Transient modifications of the olfactory bulb on MR follow-up of COVID-19 patients with related olfactory dysfunction

Amine Ammar a,1,, Lea Distinguin b,1, Anaelle Chetrit a, Dominique Safa a, Stephane Hans b, Robert Carlier a, Jerome R Lechien b,c,d,2, Myriam Edjlali a,e,2
PMCID: PMC8926438  PMID: 35306004

Abstract

Background

: Olfactory dysfunction (OD) has been reported with a high prevalence on mild to moderate COVID-19 patients. Previous reports suggest that volume and signal intensity of olfactory bulbs (OB) have been reported as abnormal on acute phase of COVID-19 anosmia, but a prospective MRI and clinical follow-up study of COVID-19 patients presenting with OD was missing, aiming at understanding the modification of OB during patients'follow-up.

Methods

: A prospective multicenter study was conducted including 11 COVID-19 patients with OD. Patients underwent MRI and psychophysical olfactory assessments at baseline and 6-month post-COVID-19. T2 FLAIR-Signal intensity ratio (SIR) was measured between the average signal of the OB and the average signal of white matter. OB volumes and obstruction of olfactory clefts (OC) were evaluated at both evaluation times.

Results

: The psychophysical evaluations demonstrated a 6-month recovery in 10/11 patients (90.9%). The mean values of OB-SIR significantly decreased from baseline (1.66±0.24) to 6-month follow-up (1.35±0.27), reporting a mean variation of -17.82±15.20 % (p<0.001).

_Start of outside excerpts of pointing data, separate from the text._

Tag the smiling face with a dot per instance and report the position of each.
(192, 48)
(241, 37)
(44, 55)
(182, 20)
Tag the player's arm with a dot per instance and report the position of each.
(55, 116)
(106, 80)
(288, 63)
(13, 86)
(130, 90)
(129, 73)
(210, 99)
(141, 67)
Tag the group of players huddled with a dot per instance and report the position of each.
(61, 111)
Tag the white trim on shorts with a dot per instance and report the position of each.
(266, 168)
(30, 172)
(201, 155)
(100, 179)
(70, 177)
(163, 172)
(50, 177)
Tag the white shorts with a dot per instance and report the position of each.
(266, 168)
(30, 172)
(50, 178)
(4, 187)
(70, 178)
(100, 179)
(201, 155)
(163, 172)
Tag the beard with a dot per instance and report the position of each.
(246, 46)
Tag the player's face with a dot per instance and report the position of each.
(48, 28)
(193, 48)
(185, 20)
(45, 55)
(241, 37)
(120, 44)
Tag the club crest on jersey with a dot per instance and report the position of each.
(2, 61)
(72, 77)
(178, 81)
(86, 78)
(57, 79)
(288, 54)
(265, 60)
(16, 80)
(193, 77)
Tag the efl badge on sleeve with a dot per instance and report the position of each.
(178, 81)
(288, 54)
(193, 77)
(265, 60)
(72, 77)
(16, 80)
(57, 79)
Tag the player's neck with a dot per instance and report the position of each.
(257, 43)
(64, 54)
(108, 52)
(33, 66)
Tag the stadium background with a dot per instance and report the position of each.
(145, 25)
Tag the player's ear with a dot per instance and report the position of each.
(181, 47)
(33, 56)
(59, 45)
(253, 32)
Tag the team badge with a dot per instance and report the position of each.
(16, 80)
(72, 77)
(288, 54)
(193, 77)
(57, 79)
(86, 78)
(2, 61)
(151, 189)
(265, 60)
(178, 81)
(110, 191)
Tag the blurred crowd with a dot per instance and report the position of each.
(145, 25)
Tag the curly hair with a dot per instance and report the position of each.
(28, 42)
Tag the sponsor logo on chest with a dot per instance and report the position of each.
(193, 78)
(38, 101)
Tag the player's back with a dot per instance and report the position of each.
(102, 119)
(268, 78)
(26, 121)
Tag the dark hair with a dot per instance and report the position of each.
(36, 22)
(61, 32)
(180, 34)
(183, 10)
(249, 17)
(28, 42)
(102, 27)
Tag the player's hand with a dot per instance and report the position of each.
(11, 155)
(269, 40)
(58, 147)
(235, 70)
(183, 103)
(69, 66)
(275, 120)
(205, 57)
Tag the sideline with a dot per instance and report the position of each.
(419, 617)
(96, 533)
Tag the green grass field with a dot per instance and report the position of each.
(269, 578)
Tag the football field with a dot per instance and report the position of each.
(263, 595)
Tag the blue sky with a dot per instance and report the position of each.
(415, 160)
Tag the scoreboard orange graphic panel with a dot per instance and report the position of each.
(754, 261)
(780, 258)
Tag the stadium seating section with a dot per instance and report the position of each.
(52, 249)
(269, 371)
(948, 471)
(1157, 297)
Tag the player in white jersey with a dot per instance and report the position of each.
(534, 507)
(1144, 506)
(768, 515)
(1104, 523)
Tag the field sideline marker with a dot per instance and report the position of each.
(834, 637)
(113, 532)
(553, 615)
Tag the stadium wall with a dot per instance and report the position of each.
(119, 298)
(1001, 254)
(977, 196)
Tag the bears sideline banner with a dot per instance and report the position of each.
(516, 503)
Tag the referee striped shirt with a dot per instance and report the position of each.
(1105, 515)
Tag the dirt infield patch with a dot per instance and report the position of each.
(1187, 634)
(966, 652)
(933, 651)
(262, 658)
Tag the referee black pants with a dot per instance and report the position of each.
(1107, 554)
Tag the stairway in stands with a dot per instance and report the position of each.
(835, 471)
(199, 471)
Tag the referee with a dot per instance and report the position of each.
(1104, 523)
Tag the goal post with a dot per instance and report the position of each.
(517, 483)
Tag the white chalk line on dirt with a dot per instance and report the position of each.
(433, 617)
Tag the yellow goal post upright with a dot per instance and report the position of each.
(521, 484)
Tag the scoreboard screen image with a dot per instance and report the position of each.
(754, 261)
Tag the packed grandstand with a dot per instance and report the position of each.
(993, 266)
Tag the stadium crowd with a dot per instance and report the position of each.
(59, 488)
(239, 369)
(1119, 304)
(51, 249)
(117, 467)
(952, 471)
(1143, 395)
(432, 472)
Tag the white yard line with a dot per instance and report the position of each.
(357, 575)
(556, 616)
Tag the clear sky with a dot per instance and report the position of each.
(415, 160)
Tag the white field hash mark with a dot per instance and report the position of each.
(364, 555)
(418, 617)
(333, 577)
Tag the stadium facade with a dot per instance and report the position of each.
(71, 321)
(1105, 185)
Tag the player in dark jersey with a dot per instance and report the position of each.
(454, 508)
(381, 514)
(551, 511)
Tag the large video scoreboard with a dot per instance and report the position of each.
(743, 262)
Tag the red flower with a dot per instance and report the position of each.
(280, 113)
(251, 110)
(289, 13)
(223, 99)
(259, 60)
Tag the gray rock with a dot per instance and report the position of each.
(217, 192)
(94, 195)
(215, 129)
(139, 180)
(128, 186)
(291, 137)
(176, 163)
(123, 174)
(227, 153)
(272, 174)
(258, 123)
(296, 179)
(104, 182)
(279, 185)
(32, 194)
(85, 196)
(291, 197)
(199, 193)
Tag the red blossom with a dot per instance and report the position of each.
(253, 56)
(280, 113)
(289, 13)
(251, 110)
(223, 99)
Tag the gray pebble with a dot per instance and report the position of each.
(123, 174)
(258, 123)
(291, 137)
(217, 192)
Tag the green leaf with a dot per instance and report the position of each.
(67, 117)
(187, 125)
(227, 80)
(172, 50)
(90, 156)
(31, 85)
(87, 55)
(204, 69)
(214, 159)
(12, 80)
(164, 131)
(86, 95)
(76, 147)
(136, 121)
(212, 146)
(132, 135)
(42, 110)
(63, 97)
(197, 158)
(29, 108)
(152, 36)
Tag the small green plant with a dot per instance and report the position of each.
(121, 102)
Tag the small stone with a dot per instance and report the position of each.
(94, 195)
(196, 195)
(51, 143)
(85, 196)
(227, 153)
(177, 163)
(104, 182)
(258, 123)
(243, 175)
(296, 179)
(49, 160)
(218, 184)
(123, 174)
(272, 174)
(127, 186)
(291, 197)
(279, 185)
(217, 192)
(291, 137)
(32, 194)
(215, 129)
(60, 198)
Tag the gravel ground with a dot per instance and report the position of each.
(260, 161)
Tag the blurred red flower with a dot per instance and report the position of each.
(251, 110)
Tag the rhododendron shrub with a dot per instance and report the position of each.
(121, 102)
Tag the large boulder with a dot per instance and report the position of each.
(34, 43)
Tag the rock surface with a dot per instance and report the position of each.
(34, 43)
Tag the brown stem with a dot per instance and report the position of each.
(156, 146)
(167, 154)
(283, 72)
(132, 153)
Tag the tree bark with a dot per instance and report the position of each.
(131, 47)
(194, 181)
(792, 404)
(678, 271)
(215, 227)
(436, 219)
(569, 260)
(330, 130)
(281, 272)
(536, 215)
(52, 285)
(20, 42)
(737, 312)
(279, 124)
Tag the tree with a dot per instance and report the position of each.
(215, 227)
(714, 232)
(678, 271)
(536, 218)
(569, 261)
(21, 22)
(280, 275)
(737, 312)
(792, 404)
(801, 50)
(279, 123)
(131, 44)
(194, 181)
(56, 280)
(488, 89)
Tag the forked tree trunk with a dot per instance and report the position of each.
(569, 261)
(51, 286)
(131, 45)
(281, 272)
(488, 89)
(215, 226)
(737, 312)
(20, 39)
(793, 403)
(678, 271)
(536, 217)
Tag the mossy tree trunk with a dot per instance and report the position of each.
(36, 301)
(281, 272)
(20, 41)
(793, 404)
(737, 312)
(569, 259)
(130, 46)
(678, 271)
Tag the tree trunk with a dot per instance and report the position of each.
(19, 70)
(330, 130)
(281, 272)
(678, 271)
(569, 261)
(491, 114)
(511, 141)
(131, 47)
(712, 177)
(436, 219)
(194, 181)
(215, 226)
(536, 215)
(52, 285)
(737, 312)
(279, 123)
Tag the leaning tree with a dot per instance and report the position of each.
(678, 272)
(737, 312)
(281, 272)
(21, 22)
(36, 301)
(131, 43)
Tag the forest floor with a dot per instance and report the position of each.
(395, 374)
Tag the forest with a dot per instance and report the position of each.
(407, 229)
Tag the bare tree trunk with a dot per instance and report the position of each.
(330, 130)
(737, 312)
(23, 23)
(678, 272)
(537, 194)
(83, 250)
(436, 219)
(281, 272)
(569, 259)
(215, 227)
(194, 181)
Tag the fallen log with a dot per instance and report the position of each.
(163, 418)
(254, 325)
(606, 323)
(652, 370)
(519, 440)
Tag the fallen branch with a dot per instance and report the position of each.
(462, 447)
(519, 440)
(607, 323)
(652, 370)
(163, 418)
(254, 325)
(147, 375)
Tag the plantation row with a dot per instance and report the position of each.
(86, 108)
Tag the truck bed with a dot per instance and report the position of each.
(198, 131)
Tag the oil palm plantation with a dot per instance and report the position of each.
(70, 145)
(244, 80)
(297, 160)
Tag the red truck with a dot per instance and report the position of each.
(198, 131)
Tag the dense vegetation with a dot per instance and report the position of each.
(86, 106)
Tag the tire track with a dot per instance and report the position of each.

The mean values of OB volumes significantly decreased from baseline (49.22±10.46 mm3) to 6-month follow-up (43.70±9.88 mm3), (p=0.006).

Conclusion

: Patients with demonstrated anosmia reported abnormalities in OB imaging that may be objectively evaluated with the measurement of SIR and OB volumes. SIR and OB volumes significantly normalized when patient recovered smell. This supports the underlying mechanism of a transient inflammation of the OB as a cause of Olfactory Dysfunction in COVID-19 patients.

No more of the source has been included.